Developer loans are not free either. In 2025 the company paid about NIS 7.2 million of interest to mortgage banks in connection with those programs, versus about NIS 5.7 million in 2024. In some transactions the developer loan does pull cash forward for the company and reduces the need for project-bank debt, but it still costs money and it still weakens the economic quality of the sale.

There is one more point that is easy to miss. The company says explicitly that the gross-profit figures shown in the project tables do not include the significant financing component that comes from buyer incentives. That is not a technical note. It means part of the cost of softer selling terms does not sit where readers instinctively look for it, inside the project gross-profit tables. It is already being taken out earlier through revenue or running through other financing lines.

So the right way to read 2025 is not “profitability held up despite a weak market.” The sharper read is this: the company kept recognized revenue moving, but it did so through sales terms whose cost is already visible in the filing even if it does not all sit in one line.

Why This Hits Cash Flow Now

This is where the gap between the income statement and the cash balance becomes concrete. Operating cash flow was negative NIS 396.2 million in 2025, versus negative NIS 211.5 million in 2024. The company itself says the deterioration came from higher investment in projects under execution, a relatively slow sales pace, and a change in industry payment terms. In the same section it also states that there is ongoing negative operating cash flow and negative 12-month working capital in the solo statements.

Revenue went up, cash went the other way

The cash-flow statement shows where the money got stuck. Inventory of buildings for sale increased by NIS 135.7 million, land inventory increased by NIS 113.4 million, and the liability for construction services fell by NIS 143.1 million. Contract liabilities did increase by NIS 23.7 million, but that is nowhere near enough to close the gap. Even without assigning every line directly to the sales models, the picture is clear: the company is still building and investing faster than it is converting contracts into free cash.

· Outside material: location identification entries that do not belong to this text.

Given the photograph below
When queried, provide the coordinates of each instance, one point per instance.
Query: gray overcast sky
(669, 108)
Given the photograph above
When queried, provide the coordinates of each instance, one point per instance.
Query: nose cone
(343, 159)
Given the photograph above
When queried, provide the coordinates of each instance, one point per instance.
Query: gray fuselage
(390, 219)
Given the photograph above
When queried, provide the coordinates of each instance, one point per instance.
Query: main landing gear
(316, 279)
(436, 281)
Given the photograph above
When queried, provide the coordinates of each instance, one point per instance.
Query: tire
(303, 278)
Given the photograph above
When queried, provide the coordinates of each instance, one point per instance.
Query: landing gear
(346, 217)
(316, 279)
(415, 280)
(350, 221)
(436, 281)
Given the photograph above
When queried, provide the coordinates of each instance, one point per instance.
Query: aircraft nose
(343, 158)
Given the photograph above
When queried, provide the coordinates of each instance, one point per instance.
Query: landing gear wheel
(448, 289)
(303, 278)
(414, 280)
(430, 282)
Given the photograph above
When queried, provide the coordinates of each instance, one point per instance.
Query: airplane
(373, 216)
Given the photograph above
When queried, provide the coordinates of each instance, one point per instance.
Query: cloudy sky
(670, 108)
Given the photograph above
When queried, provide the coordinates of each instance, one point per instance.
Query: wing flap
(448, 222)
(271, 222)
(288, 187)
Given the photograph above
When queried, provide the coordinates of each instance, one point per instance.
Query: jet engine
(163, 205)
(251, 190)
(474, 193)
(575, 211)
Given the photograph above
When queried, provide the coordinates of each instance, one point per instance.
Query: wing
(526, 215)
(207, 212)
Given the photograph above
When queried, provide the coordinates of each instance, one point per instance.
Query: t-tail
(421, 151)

That is the core of the story. These marketing models are not just a way to get through a softer demand period. They push a larger share of the business economics forward in time. Revenue is recognized based on construction progress, but a large part of the cash arrives later, sometimes without indexation and sometimes after the company has already paid interest to help the buyer. That is why NIS 658.9 million of development revenue and negative NIS 396.2 million of operating cash flow are not contradictory. They are exactly what weaker cash-conversion quality looks like.

What Has To Improve From Here

Checkpoint one: the share of sales under marketing models has to come down, not just change shape. As long as 77% of sales still relies on softer terms, it is hard to call this a clean normalization.

Checkpoint two: the significant financing component has to stop rising. If 2026 brings another increase above NIS 11.7 million, it will be hard to argue that the market has gone back to normal terms.

Checkpoint three: the gap between revenue and cash flow has to begin closing. Selling is not enough. The company needs more advances, more deliveries that turn contracts into cash, and less dependence on buyer financing.

The counter-thesis is easy to understand. The company says exposure in these transactions is not expected to be material, buyers still pay 15% to 20% upfront, developer loans come with bank underwriting, and only one purchase contract was cancelled in 2025 for a negligible amount. Those are fair arguments. But they mostly answer the question of ultimate loss, not the question of cash-conversion quality.

And that is exactly what this continuation is trying to isolate. In 2025 Carasso did not show stronger demand. It showed an ability to keep the machine moving in a weaker market through time, waived indexation, and buyer financing. As long as that brings the cash later and raises the economic price of selling, the sales are real, but they are not worth the same thing.